If the final sample set size is n when using reservoir sampling, each region needs to sample n rows, and TiDB will perform reservoir sampling again. In this case, if we want to sample around 100,000 rows by default, each region needs to return 100,000 rows. Given that a TiDB region typically contains around 1 million rows, this means the actual sampling rate reaches 10%, which results in a lot of redundant data being sampled for very large tables.
Using Bernoulli sampling avoids this issue. In fact, when switching from reservoir to Bernoulli sampling, the sample set size increased from the default 10,000 rows to around 100,000 rows. At the same time, the speed of Analyze actually becomes faster.

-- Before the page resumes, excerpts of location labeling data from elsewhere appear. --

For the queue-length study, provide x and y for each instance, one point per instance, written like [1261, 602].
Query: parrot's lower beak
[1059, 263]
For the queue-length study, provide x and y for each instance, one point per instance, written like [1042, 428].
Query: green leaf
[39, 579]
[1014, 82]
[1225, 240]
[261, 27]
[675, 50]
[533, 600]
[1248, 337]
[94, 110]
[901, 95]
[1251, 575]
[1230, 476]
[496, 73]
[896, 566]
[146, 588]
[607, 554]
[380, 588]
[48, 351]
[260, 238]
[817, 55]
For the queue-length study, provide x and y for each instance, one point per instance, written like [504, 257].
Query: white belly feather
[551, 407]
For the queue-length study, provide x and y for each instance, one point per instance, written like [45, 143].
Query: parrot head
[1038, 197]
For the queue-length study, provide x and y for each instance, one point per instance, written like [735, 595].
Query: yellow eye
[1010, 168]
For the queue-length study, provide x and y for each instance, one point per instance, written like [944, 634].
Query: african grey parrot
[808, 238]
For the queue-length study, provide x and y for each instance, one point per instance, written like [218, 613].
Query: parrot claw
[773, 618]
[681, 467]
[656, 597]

On the other hand, because the original sample set size was only 10,000, constructing histograms for index statistics based solely on sample data resulted in larger errors. After expanding the sample set to 100,000, histograms for indexes can also be constructed through sampling, which means only reading table kv is needed, saving the cost of reading Index kv. (However, due to unclean code refactoring, indexes like index idx(a(10))
that include column prefixes or virtual columns still need to read Index kv. This is an area for optimization to improve collection efficiency and resource usage.)

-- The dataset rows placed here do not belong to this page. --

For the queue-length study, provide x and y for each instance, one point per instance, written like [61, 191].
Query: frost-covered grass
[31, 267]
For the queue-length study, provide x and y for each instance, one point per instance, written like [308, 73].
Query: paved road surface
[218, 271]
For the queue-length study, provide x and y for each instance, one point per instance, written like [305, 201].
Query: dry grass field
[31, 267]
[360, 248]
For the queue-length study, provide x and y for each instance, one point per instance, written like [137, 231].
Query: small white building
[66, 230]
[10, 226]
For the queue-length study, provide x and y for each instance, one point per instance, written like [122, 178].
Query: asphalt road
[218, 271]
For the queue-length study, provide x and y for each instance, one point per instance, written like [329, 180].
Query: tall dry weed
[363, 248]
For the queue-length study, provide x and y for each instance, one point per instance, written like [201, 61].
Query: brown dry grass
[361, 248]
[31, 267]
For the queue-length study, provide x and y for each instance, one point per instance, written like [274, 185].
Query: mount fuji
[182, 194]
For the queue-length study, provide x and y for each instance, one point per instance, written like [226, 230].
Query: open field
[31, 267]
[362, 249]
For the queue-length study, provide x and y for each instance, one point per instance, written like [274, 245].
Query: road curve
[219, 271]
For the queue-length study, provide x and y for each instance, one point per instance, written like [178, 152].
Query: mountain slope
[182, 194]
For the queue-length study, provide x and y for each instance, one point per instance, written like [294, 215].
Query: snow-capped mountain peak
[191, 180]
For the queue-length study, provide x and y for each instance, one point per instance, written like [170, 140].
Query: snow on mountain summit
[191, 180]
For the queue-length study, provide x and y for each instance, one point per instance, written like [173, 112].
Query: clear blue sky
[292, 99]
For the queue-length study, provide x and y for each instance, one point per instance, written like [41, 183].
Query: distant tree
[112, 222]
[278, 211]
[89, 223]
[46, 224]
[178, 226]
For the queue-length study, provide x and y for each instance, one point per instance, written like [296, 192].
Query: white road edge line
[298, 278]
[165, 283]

Therefore, overall collection efficiency has improved.
It seems that fast analyze has been deprecated. Is there any alternative solution?
Alternative solutions will be tested later. However, the expectation is to avoid introducing solutions that reduce accuracy like the original fast analyze. Instead, the priority will be to improve the speed of the default Analyze (i.e., prioritize improving speed without compromising accuracy, rather than improving speed by reducing collection accuracy).